Course Overview

Instructor: DOROZHKO Anton

Reinforcement Learning Introduction course for Big Data Analytics program at Novosibirsk state University This course covers basics and some advanced themes of RL and Deep RL.

Course Pre-Requisites

  • Probability theory
  • Python
  • Tensorflow / PyTorch

Course Staff

For doubts related to assignments, send an e-mail to dorozhko.a@gmail.com.
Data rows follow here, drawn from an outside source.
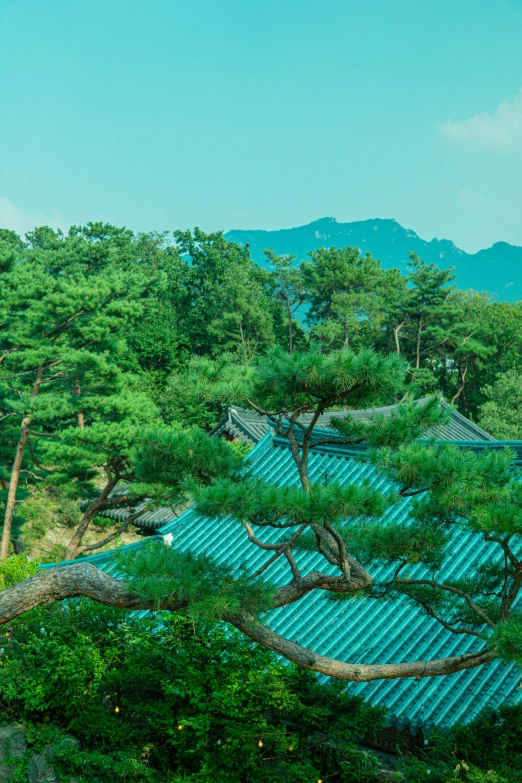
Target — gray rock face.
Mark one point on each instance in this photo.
(12, 743)
(41, 768)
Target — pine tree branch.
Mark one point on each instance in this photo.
(355, 672)
(450, 589)
(112, 536)
(84, 579)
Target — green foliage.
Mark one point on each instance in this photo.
(164, 575)
(289, 381)
(184, 700)
(15, 569)
(501, 414)
(486, 750)
(225, 298)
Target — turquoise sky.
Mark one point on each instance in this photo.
(267, 114)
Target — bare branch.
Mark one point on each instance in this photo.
(439, 586)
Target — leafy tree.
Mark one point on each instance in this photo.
(288, 290)
(454, 489)
(344, 292)
(501, 414)
(426, 305)
(90, 462)
(66, 302)
(486, 750)
(225, 300)
(182, 700)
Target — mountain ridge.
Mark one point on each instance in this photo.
(497, 269)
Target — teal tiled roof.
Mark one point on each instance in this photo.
(360, 629)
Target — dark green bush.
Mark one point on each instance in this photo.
(487, 750)
(190, 700)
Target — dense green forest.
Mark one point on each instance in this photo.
(106, 335)
(103, 331)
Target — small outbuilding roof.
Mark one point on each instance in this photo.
(361, 629)
(249, 427)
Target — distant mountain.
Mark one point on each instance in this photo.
(497, 269)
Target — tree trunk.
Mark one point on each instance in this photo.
(15, 473)
(290, 330)
(346, 343)
(396, 336)
(84, 579)
(81, 415)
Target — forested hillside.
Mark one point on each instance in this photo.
(104, 332)
(118, 352)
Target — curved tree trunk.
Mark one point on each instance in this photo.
(84, 579)
(15, 472)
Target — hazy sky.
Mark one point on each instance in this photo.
(263, 114)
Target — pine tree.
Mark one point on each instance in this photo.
(66, 302)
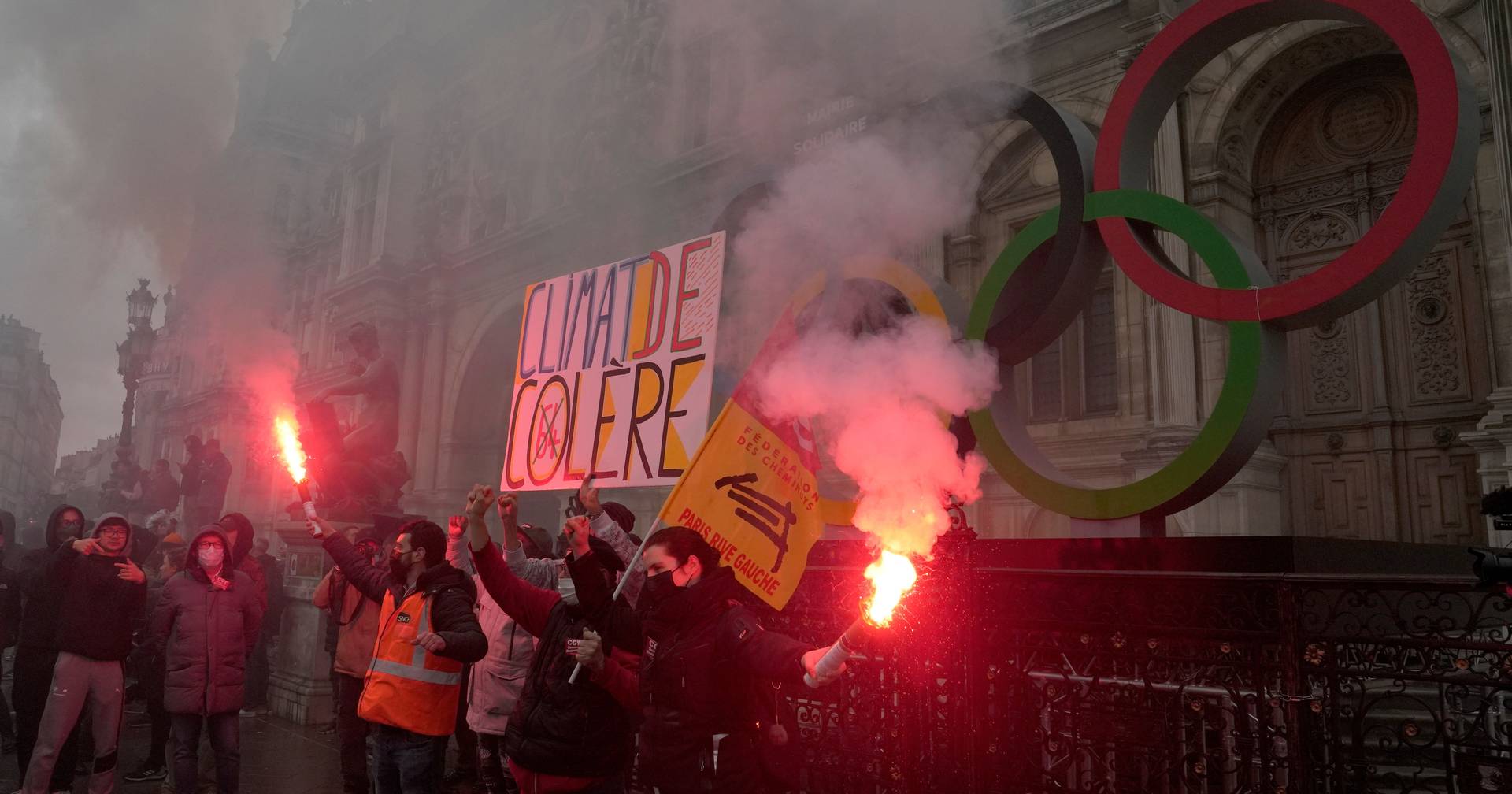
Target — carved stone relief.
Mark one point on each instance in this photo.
(1329, 164)
(1436, 345)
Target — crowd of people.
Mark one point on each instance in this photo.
(554, 662)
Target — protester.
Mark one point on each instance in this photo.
(123, 491)
(208, 619)
(239, 531)
(215, 477)
(358, 618)
(427, 633)
(103, 590)
(153, 542)
(496, 681)
(162, 489)
(37, 643)
(561, 737)
(9, 624)
(258, 667)
(149, 664)
(702, 651)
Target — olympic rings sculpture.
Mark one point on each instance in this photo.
(1028, 297)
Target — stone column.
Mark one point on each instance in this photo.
(300, 682)
(1493, 436)
(430, 409)
(410, 391)
(1172, 360)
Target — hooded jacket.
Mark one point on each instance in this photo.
(243, 554)
(41, 595)
(495, 682)
(208, 634)
(98, 607)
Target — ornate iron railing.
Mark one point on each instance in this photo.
(1002, 680)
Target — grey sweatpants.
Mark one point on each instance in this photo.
(79, 681)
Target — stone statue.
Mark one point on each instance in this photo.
(363, 473)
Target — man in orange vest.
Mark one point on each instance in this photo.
(427, 633)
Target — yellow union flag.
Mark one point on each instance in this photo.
(752, 489)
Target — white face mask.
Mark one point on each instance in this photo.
(210, 555)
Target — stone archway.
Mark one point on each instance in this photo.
(480, 417)
(1375, 403)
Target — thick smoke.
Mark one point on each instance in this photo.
(880, 398)
(113, 115)
(880, 195)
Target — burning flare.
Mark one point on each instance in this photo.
(891, 577)
(292, 454)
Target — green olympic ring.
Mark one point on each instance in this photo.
(1237, 424)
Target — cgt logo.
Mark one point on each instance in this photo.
(765, 514)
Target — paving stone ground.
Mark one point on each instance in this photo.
(277, 758)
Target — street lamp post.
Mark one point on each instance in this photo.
(135, 351)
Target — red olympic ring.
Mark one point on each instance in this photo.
(1428, 202)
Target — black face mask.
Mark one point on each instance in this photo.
(660, 587)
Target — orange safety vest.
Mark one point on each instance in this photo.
(407, 685)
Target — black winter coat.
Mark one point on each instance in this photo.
(703, 649)
(560, 728)
(209, 634)
(453, 598)
(41, 595)
(98, 608)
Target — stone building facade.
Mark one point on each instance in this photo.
(31, 422)
(419, 164)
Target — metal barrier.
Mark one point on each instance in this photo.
(1002, 680)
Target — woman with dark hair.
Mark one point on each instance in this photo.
(208, 618)
(703, 651)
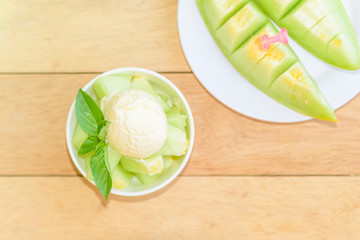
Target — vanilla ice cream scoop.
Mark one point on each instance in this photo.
(138, 124)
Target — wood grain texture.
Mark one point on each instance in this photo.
(261, 208)
(89, 36)
(33, 111)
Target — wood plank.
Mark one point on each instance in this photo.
(89, 36)
(33, 111)
(312, 208)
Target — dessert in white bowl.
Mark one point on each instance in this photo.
(143, 139)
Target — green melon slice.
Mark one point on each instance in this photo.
(142, 83)
(219, 11)
(262, 67)
(146, 179)
(296, 89)
(278, 8)
(104, 86)
(320, 26)
(176, 118)
(236, 30)
(120, 177)
(176, 142)
(150, 166)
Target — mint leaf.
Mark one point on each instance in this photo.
(102, 129)
(100, 171)
(88, 113)
(88, 145)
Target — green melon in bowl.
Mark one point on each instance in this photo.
(131, 176)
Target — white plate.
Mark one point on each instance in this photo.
(226, 84)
For sensitive issues, please e-mail DOROZHKO Anton directly.

Always put this prefix in the name of the email [NSU_RL101_2020]


Schedule

Lesson Topic Summary
Introduction to RL & course overview
Lesson 1 12/05/2020

Introduction to Reinforcement Learning

Slides


References

DOROZHKO Anton

Lesson 2 16/05/2020

Markov Decision Processes, Value and Policy Iteration

Slides


References

DOROZHKO Anton

Lesson 3 20/05/2019

Model-Free Q-learning with TD and MC

Slides


References

  • continue with Value and Policy Iteration (Colab)

DOROZHKO Anton

Lesson 4 23/05/2019

Model Free Control

Slides


References

DOROZHKO Anton

Lesson 5 27/05/2019

Value Function Approximation

Slides


DOROZHKO Anton

Lesson 6 30/05/2019

Multi-Armed Bandits

Slides


References

DOROZHKO Anton

Lesson 6 30/05/2019

Policy Gradient

Slides


References

DOROZHKO Anton

Grading Policy

Mapping to notes is comming soon

  • Lab sessions
  • Project : review of proposed article (in groups of 2)

To get the credits for this course you must finish all labs and submit a project.

To send a task you can share you colab notebook using email / piazza. Add prefix to the subject [NSU_RL101_2020] and your name

Requirements Note
5 labs + project 5
4 labs + project 4
3 labs + project 3
DEADLINE for all labs and the project : 12.06.2020 19:00 (GMT+7, Novosibirsk time)

Communication

We believe students often learn an enormous amount from each other as well as from us, the course staff. Therefore to facilitate discussion and peer learning, we request that you please use Piazza for all questions related to lectures, homeworks and projects.

You will be awarded with up to 5% extra credit if you answer other students' questions in a substantial and helpful way on Piazza .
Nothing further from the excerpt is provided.